Towers is nice too, similar concept (re repetition), but the constraints are now visibility ranges on the boundaries of the grid, as you put down towers of varying height. I find it more difficult.
Some of the games are more mechanical, where you can mindlessly iterate to a solution step by step. Like "Net" (rotate pipes to connect them all to the center). Towers takes some more guess work, and I find Keen is there in the middle.
These days, I play the Android port all the time. It's my go-to to occupy my time on short flights.
- Puzzles[1] - includes these games and more (sudoku, nonograms, minesweeper, others).
- Nonoverse[2] - it’s just nonograms, but built by hand (not randomly generated); it’s my app, inspired by the above.

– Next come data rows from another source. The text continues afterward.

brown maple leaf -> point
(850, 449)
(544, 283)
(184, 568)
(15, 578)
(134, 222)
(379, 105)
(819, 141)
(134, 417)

[1]: https://apps.apple.com/app/puzzles-reloaded/id6504365885
[2]: https://apps.apple.com/app/nonoverse-nonogram-puzzles/id6748...
https://news.ycombinator.com/item?id=44695218
the bug: anyway, I was running the C version of the puzzle from cli (didn't want to slow my browser down) and I must have put a typo in for an even bigger number than I intended and the process went away for a long time. I got sick of looking at the little window and discovered that I couldn't kill it even with kill -9. I killed the window with xkill but the process was still chugging away in the background at 99% CPU.
I finally managed to kill it with htop but I have a sense that I didn't really kill it, I think it just finished whatever long ops it was doing.
I didn't test much more, but I did load up a board size 600 to play and confirmed while it was building the board, kill -9 didn't do anything, and after it finished it allowed me to play the game. the kill -9 was swallowed and gone.